12 Eylül yönetimi, 12 Martçıların yarım bıraktıklarını katı ve kesin bir biçimde tamamlayarak sosyalist sol hareketleri neredeyse tamamıyla etkisizleştirdi. Evren ve arkadaşlarına bu da yetmemiş olacak ki, kendilerine göre ülkenin tekrar anarşizme sürüklenmemesi, yani solun tekrar yükselişe geçmemesi adına sistemli bir dinselleştirme politikası izlendi.
Bu politika 10 yıl içinde ürünlerini vererek doksanlı yılların başında Refah Partisi’nin yükselişini sağladı. Ancak Refah Partisi lideri Necmettin Erbakan’ın ABD karşıtlığı büyük bir sorun yaratmaktaydı. Buna karşı çareler arayan ABD’nin Ortadoğu şeflerinin de katkılarıyla parti içinde gelenekçi-yenilikçi ayrımı oluşturuldu. Recep Tayyip Erdoğan, Abdullah Gül gibi isimlerin başını çektiği yenilikçilerin hem ABD ile araları iyiydi hem de 1995 yılında ilk kez dile getirilen Büyük Ortadoğu Projesi kapsamında ılımlı İslam anlayışına göre tavır almaya hazırdılar.
İşte bu sebeple, dinselleşmenin etkilerinden yararlanan Erbakan en nihayetinde 1996 yılında başbakan olmasına rağmen sadece bir yıl görevde kalabildi ve ardından gelişen süreçte yenilikçilerin önü açılarak AKP iktidarı kurulmuş oldu. Öyle ki, Erbakan’ın başbakanlıktan ayrıldığı 1997 yılında bile ABD kaynaklarında beş yıl sonrası için Erdoğan’ın başbakan, Gül’ün ise dışişleri bakanı olacağı yazılıyordu.
İktidara hazırlandığı ve yerleştiği dönemde Erdoğan, henüz başbakan olmadan önce Beyaz Saray’da başkan Bush ile görüşebiliyor, başbakan olduktan sonra da 2004'teki ABD ziyaretinde American Jewish Committee (AJC) tarafından kendisine ödül veriliyor ve 2006 yılında Büyük Ortadoğu Projesi’nin eş başkanlarından biri olduğunu açıkça dile getirebiliyordu.
AKP iktidarının Batı ile yakınlığı uzun yıllar devam etti. Gezi direnişi ise bu yolda Erdoğan ve arkadaşları için dönüm noktası oldu. Özellikle 2010 referandumundan sonra baskısını arttıran ve Batı’ya yavaş yavaş sırt çevirmeye başlayan iktidar, işler ne zaman sarpa sarsa dış güçlerin etkisinden söz etmeye başladı. Onlara göre kendi hatalarından kaynaklanan her şey aslında dış güçlerin bir oyunuydu ve iktidarlarının yıkılması için planlanmaktaydı.

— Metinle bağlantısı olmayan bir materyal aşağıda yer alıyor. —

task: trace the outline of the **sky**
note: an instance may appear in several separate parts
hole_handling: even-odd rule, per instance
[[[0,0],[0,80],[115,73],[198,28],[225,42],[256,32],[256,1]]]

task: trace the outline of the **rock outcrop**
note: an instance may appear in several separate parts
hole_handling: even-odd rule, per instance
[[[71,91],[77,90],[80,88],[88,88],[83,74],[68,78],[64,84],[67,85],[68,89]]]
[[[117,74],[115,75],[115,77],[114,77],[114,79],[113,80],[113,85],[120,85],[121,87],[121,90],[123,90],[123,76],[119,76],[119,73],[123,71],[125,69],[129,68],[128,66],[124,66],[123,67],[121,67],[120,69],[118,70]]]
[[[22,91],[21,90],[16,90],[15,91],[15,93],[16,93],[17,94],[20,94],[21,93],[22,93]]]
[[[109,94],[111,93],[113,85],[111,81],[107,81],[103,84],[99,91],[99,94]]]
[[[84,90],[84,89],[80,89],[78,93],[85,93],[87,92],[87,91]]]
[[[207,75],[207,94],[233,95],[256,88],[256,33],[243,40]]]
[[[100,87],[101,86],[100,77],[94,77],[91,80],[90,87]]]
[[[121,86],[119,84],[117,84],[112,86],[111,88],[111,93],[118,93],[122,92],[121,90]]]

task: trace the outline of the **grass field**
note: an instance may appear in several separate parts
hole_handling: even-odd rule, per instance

Cumhurbaşkanının, Meclis’in açılışında yaptığı konuşma ise bu konuda ne kadar ileri gidildiğinin göstergesi oldu. "İsrail yönetiminin tamamen dini bir fanatizm ile Filistin ve Lübnan'dan sonra gözünü dikeceği yer bizim vatan topraklarımız olacaktır. Şu anda bütün hesap bunun üzerinedir" diye konuşan Erdoğan ilk defa bir ülkeyi Türkiye’ye karşı tehdit olarak göstererek “Dış güçler” propagandasını da deyim yerindeyse solda sıfır bıraktı.
Bu konuşmadan da anlaşılacağı gibi, her geçen gün biraz daha güç kaybeden Cumhur ittifakının, toplumu konsolide ederek bütün halinde arkasına almak ve erimeyi durdurmak adına ortaya attığı bu son girişimin inandırıcılıktan ne kadar uzak olduğunu tartışmak bir yana dillendirmeye bile gerek yoktur. Nasıl bir tehdit algısı yaratılırsa yaratılsın, halkın gözünde geçim sıkıntısının önüne geçememekte ve anlamsız kalmaya devam etmektedir.